National Park Service

[NPS-WASO-NAGPRA-15441; PPWOCRADN0-PCU00RP14.R50000]


Notice of Inventory Completion: Beneski Museum of Natural 
History, Amherst College, Amherst, MA

AGENCY: National Park Service, Interior.

ACTION: Notice.

-----------------------------------------------------------------------

SUMMARY: The Beneski Museum of Natural History, Amherst College 
(formerly the Pratt Museum of Natural History) has completed an 
inventory of human remains, in consultation with the appropriate Indian 
tribes or Native Hawaiian organizations, and has determined that there 
is a cultural affiliation between the human remains and present-day 
Indian tribes or Native Hawaiian organizations. Lineal

[[Page 27930]]

descendants or representatives of any Indian tribe or Native Hawaiian 
organization not identified in this notice that wish to request 
transfer of control of these human remains should submit a written 
request to the Beneski Museum of Natural History, Amherst College. If 
no additional requestors come forward, transfer of control of the human 
remains to the lineal descendants, Indian tribes, or Native Hawaiian 
organizations stated in this notice may proceed.

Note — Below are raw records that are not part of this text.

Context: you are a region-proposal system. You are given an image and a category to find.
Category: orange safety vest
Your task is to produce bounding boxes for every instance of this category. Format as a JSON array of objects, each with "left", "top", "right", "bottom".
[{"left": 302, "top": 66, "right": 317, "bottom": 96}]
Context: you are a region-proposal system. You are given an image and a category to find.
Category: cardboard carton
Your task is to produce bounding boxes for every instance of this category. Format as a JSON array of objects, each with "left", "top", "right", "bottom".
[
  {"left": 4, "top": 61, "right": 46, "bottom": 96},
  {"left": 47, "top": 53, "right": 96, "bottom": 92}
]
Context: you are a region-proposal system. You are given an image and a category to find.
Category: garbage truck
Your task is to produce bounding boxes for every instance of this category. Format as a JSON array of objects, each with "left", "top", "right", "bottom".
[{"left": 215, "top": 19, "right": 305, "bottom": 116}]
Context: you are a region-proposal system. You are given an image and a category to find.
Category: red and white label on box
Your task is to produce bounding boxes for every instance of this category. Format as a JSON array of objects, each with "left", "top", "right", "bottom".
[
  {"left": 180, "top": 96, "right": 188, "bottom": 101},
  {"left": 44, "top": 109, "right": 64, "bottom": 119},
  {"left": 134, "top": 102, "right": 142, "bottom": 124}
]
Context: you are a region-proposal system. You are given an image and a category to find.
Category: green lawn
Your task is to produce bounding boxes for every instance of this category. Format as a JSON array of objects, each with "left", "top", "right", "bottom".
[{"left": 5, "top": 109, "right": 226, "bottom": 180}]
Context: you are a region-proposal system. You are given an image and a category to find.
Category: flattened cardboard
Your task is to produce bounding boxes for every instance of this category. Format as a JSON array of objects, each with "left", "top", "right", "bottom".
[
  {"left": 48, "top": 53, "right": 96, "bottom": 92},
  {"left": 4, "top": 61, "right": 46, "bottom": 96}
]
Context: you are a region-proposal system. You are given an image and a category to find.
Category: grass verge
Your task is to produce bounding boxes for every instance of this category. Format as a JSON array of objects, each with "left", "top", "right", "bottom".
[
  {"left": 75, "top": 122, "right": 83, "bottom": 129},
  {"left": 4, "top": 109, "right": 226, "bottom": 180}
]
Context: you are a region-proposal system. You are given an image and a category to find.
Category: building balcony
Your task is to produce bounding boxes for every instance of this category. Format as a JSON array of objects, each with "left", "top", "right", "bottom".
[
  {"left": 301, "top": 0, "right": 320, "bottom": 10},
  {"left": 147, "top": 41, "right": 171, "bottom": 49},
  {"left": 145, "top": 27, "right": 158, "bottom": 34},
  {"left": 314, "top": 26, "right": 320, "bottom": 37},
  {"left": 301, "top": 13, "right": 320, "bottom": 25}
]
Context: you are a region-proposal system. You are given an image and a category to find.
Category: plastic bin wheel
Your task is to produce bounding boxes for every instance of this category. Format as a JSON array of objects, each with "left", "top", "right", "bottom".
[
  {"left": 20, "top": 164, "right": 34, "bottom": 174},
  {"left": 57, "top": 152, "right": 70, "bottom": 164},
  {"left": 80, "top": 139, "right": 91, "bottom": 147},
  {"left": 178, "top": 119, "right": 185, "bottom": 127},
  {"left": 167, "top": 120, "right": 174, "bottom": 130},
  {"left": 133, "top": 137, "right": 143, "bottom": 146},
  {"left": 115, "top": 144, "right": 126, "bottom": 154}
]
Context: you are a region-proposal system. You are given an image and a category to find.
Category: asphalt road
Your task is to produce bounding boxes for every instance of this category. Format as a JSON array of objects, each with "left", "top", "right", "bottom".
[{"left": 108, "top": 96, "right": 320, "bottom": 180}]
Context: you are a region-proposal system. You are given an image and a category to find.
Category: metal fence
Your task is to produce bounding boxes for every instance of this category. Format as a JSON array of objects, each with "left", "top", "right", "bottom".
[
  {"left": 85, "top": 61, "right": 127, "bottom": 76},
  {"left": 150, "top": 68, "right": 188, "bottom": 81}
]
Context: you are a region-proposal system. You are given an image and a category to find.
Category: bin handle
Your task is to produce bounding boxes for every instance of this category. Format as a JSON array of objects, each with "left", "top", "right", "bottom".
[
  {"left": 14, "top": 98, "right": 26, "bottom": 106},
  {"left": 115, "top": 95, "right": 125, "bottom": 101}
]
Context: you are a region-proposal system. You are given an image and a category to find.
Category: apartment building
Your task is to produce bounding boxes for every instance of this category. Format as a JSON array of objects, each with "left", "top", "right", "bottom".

DATES: Lineal descendants or representatives of any Indian tribe or 
Native Hawaiian organization not identified in this notice that wish to 
request transfer of control of these human remains should submit a 
written request with information in support of the request to the 
Beneski Museum of Natural History, Amherst College at the address in 
this notice by June 16, 2014.

ADDRESSES: Tekla A. Harms, NAGPRA Coordinator, Beneski Museum of 
Natural History, Amherst College, Amherst, MA 01002, telephone (413) 
542-2711, email taharms@amherst.edu.

SUPPLEMENTARY INFORMATION: Notice is here given in accordance with the 
Native American Graves Protection and Repatriation Act (NAGPRA), 25 
U.S.C. 3003, of the completion of an inventory of human remains under 
the control of the Beneski Museum of Natural History, Amherst College, 
Amherst, MA. The human remains were removed from the towns of 
Easthampton in Hampshire County, MA, and Greenfield in Franklin County, 
MA.
    This notice is published as part of the National Park Service's 
administrative responsibilities under NAGPRA, 25 U.S.C. 3003(d)(3). The 
determinations in this notice are the sole responsibility of the 
museum, institution, or Federal agency that has control of the Native 
American human remains. The National Park Service is not responsible 
for the determinations in this notice.

Consultation

    A detailed assessment of the human remains was made by the NAGPRA 
Coordinator and museum staff of the Beneski Museum of Natural History, 
Amherst College, working with the professional staff of the University 
of Massachusetts Amherst, Department of Anthropology, in consultation 
with representatives of the Mashantucket Pequot Indian Tribe 
(previously listed as the Mashantucket Pequot Tribe of Connecticut); 
Mashpee Wampanoag Indian Tribe (previously listed as the Mashpee 
Wampanoag Indian Tribal Council, Inc.); Mohegan Indian Tribe of 
Connecticut; Narragansett Indian Tribe; Stockbridge Munsee Community, 
Wisconsin; Wampanoag Tribe of Gay Head (Aquinnah); and non-Federally 
recognized Indian groups, including Abenaki Nation of Missisquoi, St. 
Francis/Sokoki Band, VT; Abenaki Nation of New Hampshire; Cowasuck Band 
of the Pennacook-Abenaki People, NH; Elnu Tribe of the Abenaki, VT; 
Koasek (Cowasuck) Traditional Band of the Koas Abenaki Nation, VT; 
Koasek Traditional Band of the Sovereign Abenaki Nation, VT; Nulhegan 
Band of the Coosuk-Abenaki Nation, VT; and Chaubunagungamaug Nipmuck 
and Nipmuc Nation, MA. Representatives of the University of 
Massachusetts Amherst, Department of Anthropology, on behalf of the 
Beneski Museum of Natural History, Amherst College, also contacted but 
did not consult with the non-Federally recognized Indian groups 
Schaghticoke Indian Tribe and Schaghticoke Tribal Nation, CT.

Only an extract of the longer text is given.